IMO you have no choice but to be supportive, I'd go totally OTT with it too.. I'd want her leaving knowing that I totally trusted her and couldn't wait for her to be back (even though I'd be raging inside) because its the better memory for her to leave with than that of someone in a bit of a sulk because they didnt trust her/were scared that they might be missing out.

Women are emotional creatures, how she feels about you will dictate what ever happens.. they generally don't give it to physical stuff in the same way that we would.

It is a pants situation to be in, but it is what it is now.


----------



## Vincey (Jun 12, 2015)

ellisrimmer said:


> very true..FFS do not let her go scuba diving, quadding, hiking, meditating etc


Tell her to help the sick. poor and needy then go back to her hotel and that's it for the 3 months.

Sick, poor and needy? Sounds like half the UKM board :lol:


----------



## Leeds89 (Feb 13, 2012)

She's a person just like you, she should be able to do whatever the fk she want's in life.

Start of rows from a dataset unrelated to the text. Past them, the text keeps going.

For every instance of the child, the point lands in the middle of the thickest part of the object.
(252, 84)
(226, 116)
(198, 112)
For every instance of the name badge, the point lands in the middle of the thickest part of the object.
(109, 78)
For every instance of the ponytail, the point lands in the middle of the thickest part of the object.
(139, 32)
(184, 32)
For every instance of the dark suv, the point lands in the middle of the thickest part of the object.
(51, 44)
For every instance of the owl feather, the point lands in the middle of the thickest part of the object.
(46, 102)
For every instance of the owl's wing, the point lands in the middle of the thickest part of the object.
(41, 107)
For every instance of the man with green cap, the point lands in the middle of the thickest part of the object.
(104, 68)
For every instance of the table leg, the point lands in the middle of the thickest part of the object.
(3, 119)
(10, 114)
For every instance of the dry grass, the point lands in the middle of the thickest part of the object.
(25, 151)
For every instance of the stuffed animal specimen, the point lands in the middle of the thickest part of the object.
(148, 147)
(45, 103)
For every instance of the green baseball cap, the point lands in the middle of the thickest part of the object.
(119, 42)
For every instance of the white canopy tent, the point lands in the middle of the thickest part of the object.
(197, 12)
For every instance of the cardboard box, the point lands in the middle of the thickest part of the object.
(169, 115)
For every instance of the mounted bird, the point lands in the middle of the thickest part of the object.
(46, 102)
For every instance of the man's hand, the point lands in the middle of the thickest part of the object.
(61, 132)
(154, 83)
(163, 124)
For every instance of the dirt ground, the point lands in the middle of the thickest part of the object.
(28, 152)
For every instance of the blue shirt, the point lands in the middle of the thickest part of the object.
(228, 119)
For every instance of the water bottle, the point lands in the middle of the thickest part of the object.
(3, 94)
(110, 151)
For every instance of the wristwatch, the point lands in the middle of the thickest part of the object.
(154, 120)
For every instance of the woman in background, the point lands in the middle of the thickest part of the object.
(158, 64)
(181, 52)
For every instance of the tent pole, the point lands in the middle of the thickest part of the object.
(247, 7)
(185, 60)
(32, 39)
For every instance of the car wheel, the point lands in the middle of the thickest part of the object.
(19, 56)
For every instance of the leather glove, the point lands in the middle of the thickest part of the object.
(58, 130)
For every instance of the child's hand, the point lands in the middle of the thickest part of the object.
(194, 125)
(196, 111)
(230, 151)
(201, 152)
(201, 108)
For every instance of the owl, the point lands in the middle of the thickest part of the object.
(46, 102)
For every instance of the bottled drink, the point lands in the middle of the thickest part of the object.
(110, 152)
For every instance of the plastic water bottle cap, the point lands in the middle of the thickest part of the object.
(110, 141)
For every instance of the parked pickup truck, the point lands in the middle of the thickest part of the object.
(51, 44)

It's 3 months, if it was for a year I'd be questioning it


----------



## FuqOutDaWhey (Apr 29, 2015)

JonnyBoy81 said:


> i suppose the bad side of it is, once she is away experiencing new things and fresh excitement (excitement being the word here), this will ultimately open her eyes a bit more and she may well want things she never did before.
> 
> just part of growing through life experiences etc. you can Never say you know someone wont cheat on you.
> 
> i know i couldnt up and leave my gf to do similar, but hey everyone is diff. but if you have these smallest doubts now, they will grow when you cannot see or speak to her when she is away.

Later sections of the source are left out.